LOS EXCESOS DEL PASADO

La central de Kashiwazaki-Kariwa es icónica del sector por su magnitud y era considerada como un mojón decisivo en la senda de Abe y de la infausta compañía Tepco hacia la energía nuclear. Tepco, que proporciona un tercio de la electricidad nacional, gestiona tanto la central de Niigata como la de Fukushima. Epitomiza los excesos del pasado que desembocaron en el 2011 en la peor crisis desde Chernóbil: ordenaba borrar imágenes de grietas en sus instalaciones, alardeaba en juntas de accionistas de recortes en seguridad, elevaba fugaces reconocimientos a exámenes exhaustivos y retrasó hasta lo irresponsable la refrigeración de los reactores dañados con agua salada para evitar arruinarlos. La victoria de Yoneyama provocó la caída del 8% de sus acciones en pocas horas.

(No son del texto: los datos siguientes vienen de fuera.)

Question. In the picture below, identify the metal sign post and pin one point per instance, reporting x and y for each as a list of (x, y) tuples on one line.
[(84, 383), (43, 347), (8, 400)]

Pero el miedo de los vecinos de Niigata es previo a Fukushima. Un terremoto de 6,6 grados ya había causado incendios, filtraciones y cierres de reactores en Kashiwazaki-Kariwa en el 2007. A Yoneyama no le costó convencer a sus vecinos de los peligros de convivir con ese armatoste nuclear, cuyo futuro ahora está en el aire. Durante las elecciones aclaró que Tepco carecía de un plan solvente de evacuación y que no podría impedir que los niños enfermaran de cáncer de tiroides tras otro accidente.

ENERGÍA IMPORTADA

Más de 100.000 personas en las cercanías de Fukushima siguen desperdigadas por todo el país, muchas viviendo en barracones y con pocas esperanzas de regresar. Japón extraía de las centrales nucleares el 30% de su energía antes de Fukushima y planeaba aumentar la proporción hasta el 50%. La crisis provocó el apagón total y las promesas de un horizonte sin centrales, pero la realidad de un país pequeño y sin recursos naturales ha truncado el plan. Abe ha insistido en que la recuperación económica es utópica con las onerosas facturas de la energía importada. Solo dos de las 42 centrales japonesas han reabierto debido a la oposición de la población, tan escarmentada por los desmanes del sector que ni siquiera confía en las reforzadas normativas de seguridad.